Memphis sanitation workers Echol Cole and Robert Walker were crushed to death by a malfunctioning garbage truck on February 1, 1968. Less than two weeks later, 1,300 African-American men went on strike for fair wages, safe working conditions, and the simple recognition of their basic humanity. Few relics from the crossroads of labor and civil rights define the American condition as starkly as the printed signs reading, "I am a man."
To commemorate the strike that brought Dr. Martin Luther King Jr. to Memphis for the last time, the historically significant Clayborn Temple is staging three preview performances of Union, a new piece of musical theater currently being developed with a national tour in mind.

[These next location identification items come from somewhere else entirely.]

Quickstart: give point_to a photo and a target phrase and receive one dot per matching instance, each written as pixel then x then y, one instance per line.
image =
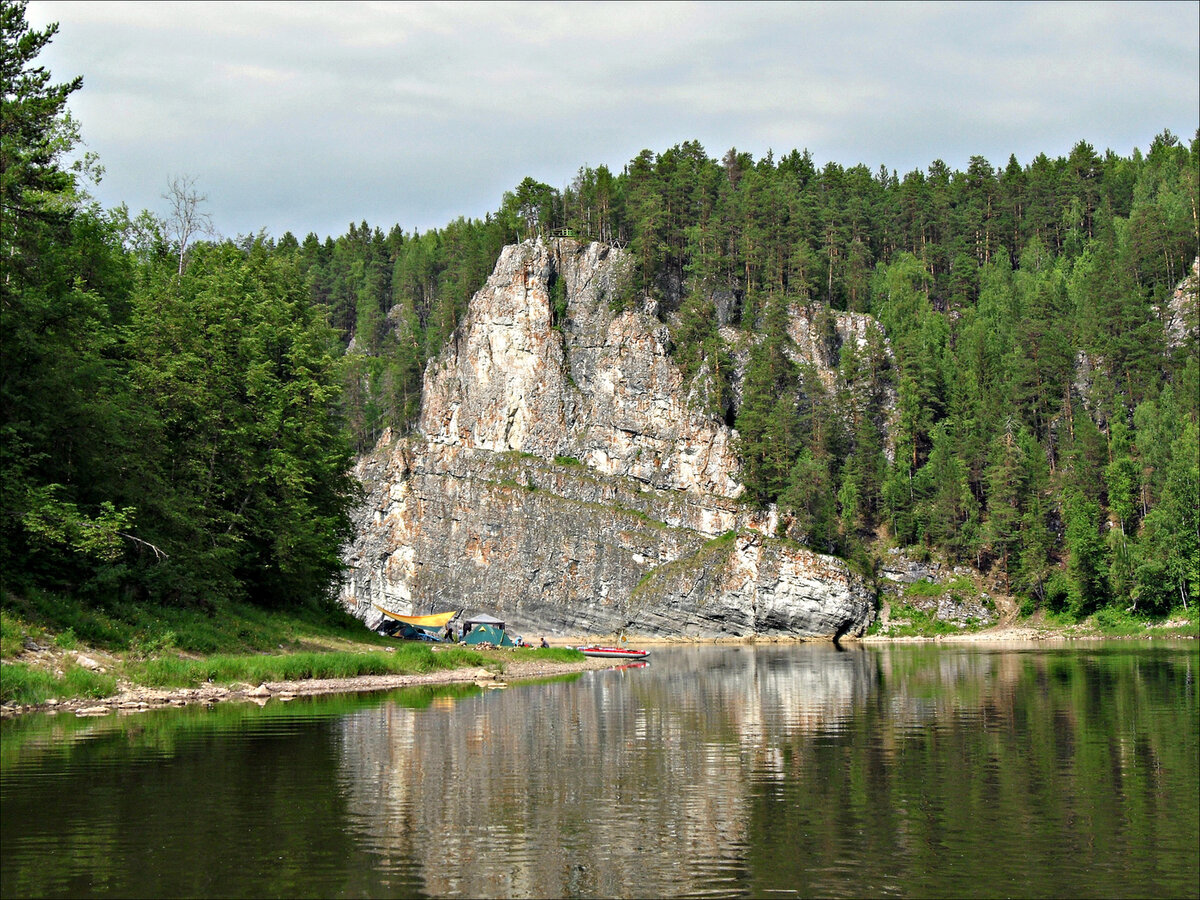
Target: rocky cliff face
pixel 559 479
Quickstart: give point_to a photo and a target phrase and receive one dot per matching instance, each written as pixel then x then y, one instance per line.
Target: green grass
pixel 25 684
pixel 221 669
pixel 145 629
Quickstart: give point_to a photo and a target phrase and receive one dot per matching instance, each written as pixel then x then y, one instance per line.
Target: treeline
pixel 179 414
pixel 169 409
pixel 1031 411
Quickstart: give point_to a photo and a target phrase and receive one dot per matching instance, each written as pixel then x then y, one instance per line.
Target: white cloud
pixel 307 115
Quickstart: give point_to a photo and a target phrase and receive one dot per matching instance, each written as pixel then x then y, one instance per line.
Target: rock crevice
pixel 559 479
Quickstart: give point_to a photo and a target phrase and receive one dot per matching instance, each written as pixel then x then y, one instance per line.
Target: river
pixel 714 771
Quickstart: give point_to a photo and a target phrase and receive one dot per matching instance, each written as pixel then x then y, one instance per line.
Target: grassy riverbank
pixel 54 649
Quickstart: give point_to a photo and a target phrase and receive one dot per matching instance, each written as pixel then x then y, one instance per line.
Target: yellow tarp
pixel 437 619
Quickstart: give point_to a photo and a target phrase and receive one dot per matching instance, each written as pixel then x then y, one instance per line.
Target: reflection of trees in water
pixel 597 785
pixel 738 769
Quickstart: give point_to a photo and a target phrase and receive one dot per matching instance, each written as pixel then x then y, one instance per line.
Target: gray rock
pixel 562 480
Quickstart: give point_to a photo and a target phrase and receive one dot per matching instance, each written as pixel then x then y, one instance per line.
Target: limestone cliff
pixel 561 479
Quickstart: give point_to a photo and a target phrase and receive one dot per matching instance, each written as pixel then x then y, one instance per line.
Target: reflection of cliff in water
pixel 592 786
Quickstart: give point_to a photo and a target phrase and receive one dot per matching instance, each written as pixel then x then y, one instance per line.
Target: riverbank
pixel 501 666
pixel 131 697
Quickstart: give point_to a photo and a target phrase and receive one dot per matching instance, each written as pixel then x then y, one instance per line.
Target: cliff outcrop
pixel 559 479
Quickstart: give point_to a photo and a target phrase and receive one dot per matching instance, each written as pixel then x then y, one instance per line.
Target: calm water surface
pixel 909 771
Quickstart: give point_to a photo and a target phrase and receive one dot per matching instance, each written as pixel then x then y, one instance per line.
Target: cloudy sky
pixel 305 117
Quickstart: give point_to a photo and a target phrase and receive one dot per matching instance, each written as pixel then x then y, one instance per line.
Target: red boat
pixel 613 652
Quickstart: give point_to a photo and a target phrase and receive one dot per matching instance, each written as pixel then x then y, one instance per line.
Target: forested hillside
pixel 179 414
pixel 1047 372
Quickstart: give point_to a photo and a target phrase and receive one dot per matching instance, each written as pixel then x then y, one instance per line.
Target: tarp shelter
pixel 489 634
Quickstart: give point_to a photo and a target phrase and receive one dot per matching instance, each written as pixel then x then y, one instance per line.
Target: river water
pixel 719 771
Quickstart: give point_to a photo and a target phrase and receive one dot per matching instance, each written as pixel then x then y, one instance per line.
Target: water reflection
pixel 729 771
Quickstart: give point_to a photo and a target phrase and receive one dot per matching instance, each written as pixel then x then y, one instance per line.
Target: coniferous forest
pixel 180 412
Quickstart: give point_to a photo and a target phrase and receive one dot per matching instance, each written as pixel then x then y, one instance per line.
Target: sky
pixel 306 117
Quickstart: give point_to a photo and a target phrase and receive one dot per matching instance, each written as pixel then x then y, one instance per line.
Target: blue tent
pixel 489 634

Anasa Troutman says Clayborn Temple has been on a two-year journey. Troutman's the CEO of Eloveate, a company working at the crossroads of art and community. She's shared the journey, working with a creative team to tell the story of the sanitation workers and other activists who gathered at Clayborn. "Now we're workshopping this musical in the space where it all began and inviting the community behind the scenes," she says. "And we want the community to get involved."
Union's closing night has been imagined as an interactive event involving training before the show and a talk back with cast members and Black Lives Matter activists. "We're not just telling a story of the past," Troutman says. "We want to show how this story has shaped the future we're building now in Memphis and beyond."
Of course, it's also a story of Memphis' past and Troutman thinks the show has benefitted from deep connections to the source material.
"Two of our cast members are grandchildren of sanitation workers," she says. "One's grandmother still has an original 'I am a man' sign hanging in her garage."